Arrivederci al prossimo anno, Milano Film Festival! A lavori chiusi della 18 edizione del Milano Film Festival, la kermesse che ogni anno ospita registi internazionali e trasforma la città in un vero e proprio quartiere della cultura, la soddisfazione per numero di spettatori e partecipanti è tanta.
Serata di premiazioni, di saluti e come sempre tanti sorrisi quella che si è tenuta a fine lavori presso il Piccolo Teatro, quartier generale della manifestazione. Tra i cortometraggi la giuria composta dalla rivista di critica cinematografica Uzak assegna come Miglior Film il premio al regista spagnolo Jorge Lopez Navarrete con “Pequeño Bloque de Cemento con Pelo Alborotado conteniendo el mar”. Menzione Speciale va a Chigger Ale di Fanta Ananas.
Per il premio Aprile, il comitato di selezione dei film premia Mirage à l’Italienne di Alessandra Celesia mentre la Menzione Speciale a Peristalsi di Enrico Iannaccone, regista di soli 23 anni.
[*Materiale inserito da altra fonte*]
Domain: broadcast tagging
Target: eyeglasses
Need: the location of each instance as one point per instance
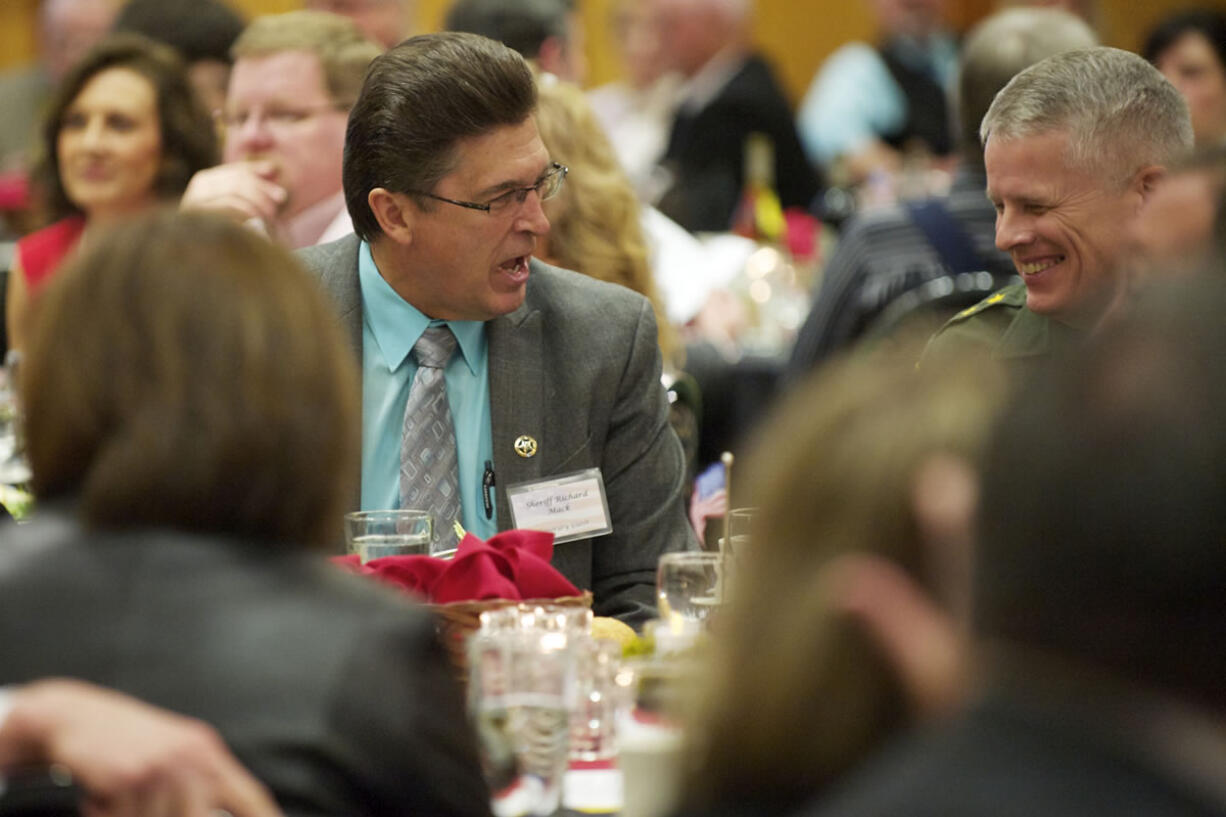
(275, 118)
(547, 187)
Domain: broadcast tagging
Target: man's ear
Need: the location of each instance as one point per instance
(395, 214)
(1146, 179)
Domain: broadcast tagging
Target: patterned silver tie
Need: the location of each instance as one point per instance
(429, 474)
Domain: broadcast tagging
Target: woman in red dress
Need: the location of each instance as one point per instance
(123, 133)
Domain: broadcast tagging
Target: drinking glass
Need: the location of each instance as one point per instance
(374, 534)
(520, 697)
(741, 521)
(690, 586)
(597, 699)
(12, 461)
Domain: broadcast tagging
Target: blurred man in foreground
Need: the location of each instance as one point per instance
(129, 758)
(1097, 590)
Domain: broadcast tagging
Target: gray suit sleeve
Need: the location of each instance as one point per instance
(644, 472)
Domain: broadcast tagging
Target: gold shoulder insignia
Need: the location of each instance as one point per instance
(991, 301)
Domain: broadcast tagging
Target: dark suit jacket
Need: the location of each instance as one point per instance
(331, 691)
(706, 151)
(576, 367)
(1013, 757)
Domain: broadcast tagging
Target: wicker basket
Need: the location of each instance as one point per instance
(457, 620)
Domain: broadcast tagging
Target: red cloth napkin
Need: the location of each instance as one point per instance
(513, 564)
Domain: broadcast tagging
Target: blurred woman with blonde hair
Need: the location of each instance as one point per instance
(595, 221)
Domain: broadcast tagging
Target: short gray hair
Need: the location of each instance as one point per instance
(1004, 44)
(1119, 113)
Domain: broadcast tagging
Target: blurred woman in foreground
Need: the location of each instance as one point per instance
(191, 427)
(842, 627)
(124, 131)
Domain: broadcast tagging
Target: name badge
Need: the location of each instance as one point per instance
(570, 507)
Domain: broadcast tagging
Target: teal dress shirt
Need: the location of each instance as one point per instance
(390, 326)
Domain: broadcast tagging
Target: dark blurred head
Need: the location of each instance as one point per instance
(418, 101)
(188, 139)
(801, 692)
(201, 31)
(1189, 49)
(184, 372)
(1102, 521)
(1001, 47)
(522, 25)
(386, 22)
(1182, 227)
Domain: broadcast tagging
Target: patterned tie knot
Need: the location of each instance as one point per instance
(434, 347)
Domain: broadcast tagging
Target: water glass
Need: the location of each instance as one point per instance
(374, 534)
(741, 523)
(521, 688)
(690, 586)
(12, 461)
(598, 698)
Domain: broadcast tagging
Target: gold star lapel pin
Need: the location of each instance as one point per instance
(525, 445)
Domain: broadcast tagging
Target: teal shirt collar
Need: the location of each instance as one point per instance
(396, 324)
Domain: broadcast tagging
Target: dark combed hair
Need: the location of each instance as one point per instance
(1102, 519)
(184, 372)
(189, 140)
(1208, 22)
(522, 25)
(418, 101)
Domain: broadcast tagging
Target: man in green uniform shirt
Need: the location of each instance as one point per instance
(1073, 147)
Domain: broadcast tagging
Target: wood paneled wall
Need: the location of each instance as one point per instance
(797, 34)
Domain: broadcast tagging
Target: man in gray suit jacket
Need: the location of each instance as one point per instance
(444, 176)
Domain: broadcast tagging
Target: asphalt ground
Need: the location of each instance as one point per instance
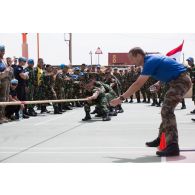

Il premio del pubblico viene dato a Rabbit and Deer dell’ungherese Peter Vácz , mentre il premio Staff, all’unanimità, a Quelqu’un d’extraordinaire di Monia Chokri e Dentro di Emiliano Rocha Minter.
Premio della Giuria composta dagli studenti di Statale e Iulm va a In bloom di Nana Ekvtimishvill, Simon Groß/ Georgia e last, but not least, il premio Miglior Animazione attribuito a Malaria di Edson Oda.
Per il concorso lungometraggi la giuria composta da Davy Chou regista e produttore francese, Anna Henckel-Donnersmarck, Programmer alla Berlinale e Cosimo Terlizzi, regista italiano, assegna il premio a Les rencontres d’après minuit di un emozionatissimo Yann Gonzalez.
Con grande piacere, nel corso della serata, abbiamo avuto l’opportunità di intervistare una delle registe partecipanti a questa edizione del Film Festival, Maria Florencia Alvarez.
Maria, parlaci un po’ di te, quando è iniziata la passione per il cinema?
Ho iniziato gli studi di sociologia, ma mi sono resa subito conto che non faceva per me, non volevo passare tutta la mia vita immobile, magari non è così, ma la mia impressione è stata questa. Allora ho deciso di studiare cinema, ma nella mia famiglia non ci sono artisti, mio padre pensava che fosse solo un momento e invece… non lo è stato.
Qual’è stato il percorso che ti ha portata a realizzare un lungometraggio?
Dopo i primi tre cortometraggi che ho realizzato, Nena, Perro Negro e Sobre la Tierra ho deciso di realizzare un lungometraggio, la mia idea è nata nel lontano 1998 e si è evoluta fino alla realizzazione del film. Devo dire che sono stata un po’ spaventata nel conciliare la mia famiglia con il lavoro, mi chiedevo sempre, ma come ci riuscirò? E alla fine ci sono riuscita.
Hai trasferito alcuni aspetti della tua personalità in Habi?
Diciamo di si, alcune esperienze che ho raccontato le ho vissute in prima persona, come l’episodio di Margarita. Inoltre anch’io come Habi, sono stata molto attratta dalla cultura islamica e mi ha portata ad approcciarmici senza dover necessariamente dire è sbagliata a priori.
Hai analizzato profondamente la personalità dei vari personaggi del film, ma non ci mostri nulla di Buenos Aires perchè?
Il mio intento era quello di raccontare una storia che potesse adattarsi tranquillamente a tutte le epoche storiche, senza una vera e propria collocazione spazio-temporale. Quel che mi interessava maggiormente era sottolineare come la protagonista recandosi in una città grande e diversa potesse inventarsi una nuova identità e scoprire da vicino una cultura introspettiva quale è quella Islamica.
Dalla Berlinale all’International Film Festival di San Francisco, come ha accolto il pubblico il tuo film?
Il film dalle tante opinioni che ho potuto sentire è piaciuto molto e molto interessato all’argomento.
Progetti per il futuro?
Vorrei analizzare la drammatica situazione della tratta delle donne che sta diventando un problema non solo per Buenos Aires (la sua città, n.d.) ma per tutto il Mondo.